Deep Neural Networks (DNNs) are increasingly adopted in various fields due to their unprecedented performance. Yet, the computation overhead of DNN evaluation and training continues to grow exponentially. Enormous system-level advancements have recently been witnessed to improve the efficiency of DNN computation; many efficient DNN algorithms are proposed to reduce the cost of DNN computation. However, this is far from optimal. Most current DNN computation systems do not fully exploit efficient ML algorithms, while ML algorithms fail to consider novel systems for deployment.
This thesis focuses on designing efficient DNN algorithms and DNN computation systems to enable fast DNN training and evaluation. Instead of solely focusing on creating either new DNN algorithms or systems, we propose a co-design approach by exploring DNN models that are system-aware and DNN computation systems that are algorithm-aware. By leveraging such a co-design approach, we effectively advance the Pareto-frontier between task accuracy and efficiency of DNN execution in various application domains.

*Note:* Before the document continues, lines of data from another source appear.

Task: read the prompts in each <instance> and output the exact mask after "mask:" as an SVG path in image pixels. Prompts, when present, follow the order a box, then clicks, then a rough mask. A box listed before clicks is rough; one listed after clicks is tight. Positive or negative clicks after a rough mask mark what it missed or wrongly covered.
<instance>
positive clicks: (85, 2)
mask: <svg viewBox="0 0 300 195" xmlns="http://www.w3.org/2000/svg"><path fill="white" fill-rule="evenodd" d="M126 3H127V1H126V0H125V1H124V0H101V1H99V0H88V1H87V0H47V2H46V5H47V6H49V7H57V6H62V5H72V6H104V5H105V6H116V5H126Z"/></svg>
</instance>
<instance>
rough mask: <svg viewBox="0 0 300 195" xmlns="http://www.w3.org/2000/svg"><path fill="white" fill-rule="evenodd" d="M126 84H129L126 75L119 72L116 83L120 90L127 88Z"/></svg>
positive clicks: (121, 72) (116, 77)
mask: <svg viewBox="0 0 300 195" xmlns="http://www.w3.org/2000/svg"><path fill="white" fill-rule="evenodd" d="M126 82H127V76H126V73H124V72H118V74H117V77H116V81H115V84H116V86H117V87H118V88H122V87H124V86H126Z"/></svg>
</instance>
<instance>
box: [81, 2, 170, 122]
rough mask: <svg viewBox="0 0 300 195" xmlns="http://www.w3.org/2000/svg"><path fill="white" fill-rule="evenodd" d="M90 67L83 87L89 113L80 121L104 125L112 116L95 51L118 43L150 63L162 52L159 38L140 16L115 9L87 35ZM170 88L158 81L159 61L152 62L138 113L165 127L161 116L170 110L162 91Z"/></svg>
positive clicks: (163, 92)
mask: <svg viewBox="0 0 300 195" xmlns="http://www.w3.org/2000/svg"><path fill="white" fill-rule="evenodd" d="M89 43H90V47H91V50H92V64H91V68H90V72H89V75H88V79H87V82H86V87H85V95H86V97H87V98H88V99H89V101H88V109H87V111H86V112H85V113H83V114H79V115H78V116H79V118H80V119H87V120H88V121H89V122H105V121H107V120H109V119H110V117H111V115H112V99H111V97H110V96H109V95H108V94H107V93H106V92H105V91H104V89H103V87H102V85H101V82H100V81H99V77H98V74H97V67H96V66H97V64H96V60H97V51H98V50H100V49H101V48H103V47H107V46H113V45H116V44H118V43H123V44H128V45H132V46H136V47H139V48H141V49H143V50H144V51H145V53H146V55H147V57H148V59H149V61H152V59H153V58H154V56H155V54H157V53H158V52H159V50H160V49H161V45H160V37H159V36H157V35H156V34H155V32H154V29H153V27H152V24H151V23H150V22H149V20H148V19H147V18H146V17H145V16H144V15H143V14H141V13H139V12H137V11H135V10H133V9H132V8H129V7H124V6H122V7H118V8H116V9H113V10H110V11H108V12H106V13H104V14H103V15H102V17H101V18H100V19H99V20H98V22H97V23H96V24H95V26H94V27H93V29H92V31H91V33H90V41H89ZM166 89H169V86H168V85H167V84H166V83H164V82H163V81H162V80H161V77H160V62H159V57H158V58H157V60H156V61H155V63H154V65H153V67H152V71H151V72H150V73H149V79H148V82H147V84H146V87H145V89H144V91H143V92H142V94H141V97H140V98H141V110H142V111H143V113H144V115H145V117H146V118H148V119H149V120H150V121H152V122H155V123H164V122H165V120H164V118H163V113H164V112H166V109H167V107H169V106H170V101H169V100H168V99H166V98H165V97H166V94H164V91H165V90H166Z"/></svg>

We present a set of works that explore the co-design method. Firstly, we present an algorithm-aware DNN compiler for quantized DNN. By leveraging the weight repetition feature of this efficient DNN algorithm, we can greatly reduce the computation overhead of DNN inference on both CPU and GPU. %This work illustrates how algorithm-aware system design can help in pushing the Pareto-frontier. Secondly, we discuss a hardware-aware DNN algorithm with enhanced model parallelism. We observe that previous works design efficient DNNs for single-device platforms. When customizing the DNN design for a multi-device system, we can reduce the DNN inference latency by a large margin while previous models can hardly be parallelized across multiple devices. Thirdly, we present a hardware-friendly transfer learning framework for natural language processing tasks. The existing transfer learning frameworks have a lot of computation redundancy when deploying on the existing systems. By reusing the computation of different transfer learning models, we can greatly reduce the computation overhead as well. Lastly, we introduce a novel training method to reduce the computation cost of DNN training and DNN design process. The key idea is to initialize the large models using small pretrained weights. The implicit knowledge in the pretrained models facilitates faster convergence of the large models. Besides, changing only the initialization phase of training means no extra computation overhead will be introduced to the existing training systems. Also, this new training method can be applied to accelerate the design process of system-aware DNN models.
As Moore's Law is slowing down, the computational capacity of current DNN systems is plateauing. This thesis sheds light on how to overcome this limitation by designing domain-specific DNN algorithms and computation systems.